In Kulaksiz, a group of men outside a traditional coffee shop start to reminisce about the days they played football with Erdogan, under a large photograph of his famous "one minute" outburst at the World Economic Forum in Davos in 2009.
Erdogan, angrily denouncing Israel's attack on Gaza in a debate with Israeli President Shimon Peres, demanded one minute more to finish his argument as the moderator attempted to cut him short, before walking out in protest.
"We have a leader that stands upright opposite Israel, the European Union and America now. We are proud of him," Hoca Yasar, the owner of the coffee house, says as he gestures at the photo.
"I cannot speak a word of English but I have learnt to say 'one minute' and I use it often."
The apartment where Erdogan grew up, perched atop a steep hill overlooking Kulaksiz, is now home to a Kurdish widow, a native of Elazig in the east of the country, who asks that her name isn't published.
The woman lives in the apartment with her three children, and Erdogan's success has given her hope in their futures.

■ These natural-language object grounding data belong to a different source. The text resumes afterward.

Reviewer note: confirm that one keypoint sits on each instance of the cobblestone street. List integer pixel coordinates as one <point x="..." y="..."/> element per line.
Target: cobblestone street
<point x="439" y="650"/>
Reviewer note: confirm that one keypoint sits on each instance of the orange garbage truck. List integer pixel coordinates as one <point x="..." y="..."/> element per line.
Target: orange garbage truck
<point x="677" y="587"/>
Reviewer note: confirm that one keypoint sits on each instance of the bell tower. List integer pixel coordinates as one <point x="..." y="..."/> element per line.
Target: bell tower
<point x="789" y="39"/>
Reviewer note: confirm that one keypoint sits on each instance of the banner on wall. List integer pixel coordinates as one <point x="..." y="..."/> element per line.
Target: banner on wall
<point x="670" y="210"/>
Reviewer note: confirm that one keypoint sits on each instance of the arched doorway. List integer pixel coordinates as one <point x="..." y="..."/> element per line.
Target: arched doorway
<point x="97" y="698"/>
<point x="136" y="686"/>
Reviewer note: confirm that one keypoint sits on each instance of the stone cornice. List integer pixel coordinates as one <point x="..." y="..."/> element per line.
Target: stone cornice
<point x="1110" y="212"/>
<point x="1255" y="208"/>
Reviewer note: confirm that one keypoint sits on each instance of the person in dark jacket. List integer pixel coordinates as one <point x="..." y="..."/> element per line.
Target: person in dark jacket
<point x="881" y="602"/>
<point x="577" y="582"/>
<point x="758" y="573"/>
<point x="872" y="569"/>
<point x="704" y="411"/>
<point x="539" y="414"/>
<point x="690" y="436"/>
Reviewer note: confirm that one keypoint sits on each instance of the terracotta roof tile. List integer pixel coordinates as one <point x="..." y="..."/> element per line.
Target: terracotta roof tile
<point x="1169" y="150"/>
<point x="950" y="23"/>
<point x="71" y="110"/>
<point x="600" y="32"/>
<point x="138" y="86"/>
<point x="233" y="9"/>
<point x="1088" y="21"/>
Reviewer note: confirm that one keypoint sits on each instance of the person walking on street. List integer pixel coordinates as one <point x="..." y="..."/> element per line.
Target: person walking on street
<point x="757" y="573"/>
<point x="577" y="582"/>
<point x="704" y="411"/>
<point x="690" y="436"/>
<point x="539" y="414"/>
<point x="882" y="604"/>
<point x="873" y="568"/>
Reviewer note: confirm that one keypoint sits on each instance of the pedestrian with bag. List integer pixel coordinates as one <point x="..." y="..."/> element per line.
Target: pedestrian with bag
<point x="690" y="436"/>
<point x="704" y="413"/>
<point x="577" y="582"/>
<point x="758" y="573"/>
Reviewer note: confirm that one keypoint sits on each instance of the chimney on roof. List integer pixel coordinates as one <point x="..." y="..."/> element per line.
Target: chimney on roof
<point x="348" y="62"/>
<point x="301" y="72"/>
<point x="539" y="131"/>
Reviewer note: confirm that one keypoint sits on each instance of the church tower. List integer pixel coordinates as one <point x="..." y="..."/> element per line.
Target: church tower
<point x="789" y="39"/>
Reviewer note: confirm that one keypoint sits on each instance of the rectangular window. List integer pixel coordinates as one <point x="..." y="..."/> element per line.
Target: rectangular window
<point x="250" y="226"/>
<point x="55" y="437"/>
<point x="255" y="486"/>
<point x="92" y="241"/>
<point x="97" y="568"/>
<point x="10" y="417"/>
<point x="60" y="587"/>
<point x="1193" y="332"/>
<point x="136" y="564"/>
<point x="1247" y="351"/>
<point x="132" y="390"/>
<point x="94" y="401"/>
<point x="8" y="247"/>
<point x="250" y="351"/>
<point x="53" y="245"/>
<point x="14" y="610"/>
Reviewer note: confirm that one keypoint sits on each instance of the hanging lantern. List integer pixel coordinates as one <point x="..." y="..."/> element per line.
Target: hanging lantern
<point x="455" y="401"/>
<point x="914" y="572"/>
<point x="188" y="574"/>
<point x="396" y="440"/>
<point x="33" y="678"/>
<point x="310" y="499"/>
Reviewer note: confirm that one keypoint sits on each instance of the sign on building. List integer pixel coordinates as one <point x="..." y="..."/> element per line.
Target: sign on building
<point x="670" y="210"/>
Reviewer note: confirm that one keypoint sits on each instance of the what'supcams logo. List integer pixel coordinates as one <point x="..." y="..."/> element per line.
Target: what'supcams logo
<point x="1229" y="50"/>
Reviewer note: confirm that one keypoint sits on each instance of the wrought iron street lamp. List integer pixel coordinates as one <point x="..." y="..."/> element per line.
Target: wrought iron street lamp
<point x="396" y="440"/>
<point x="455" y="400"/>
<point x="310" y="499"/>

"If this neighborhood shaped a man who sold bread into the prime minister of Turkey," she says, "what's to stop it from shaping my children into the future leaders of tomorrow?"
PHOTO CAPTION
Turkish Prime Minister Recep Tayyip Erdogan addresses his supporters gathered in front of his Justice and Development Party headquarters in Ankara, Turkey, late Sunday, June 12, 2011.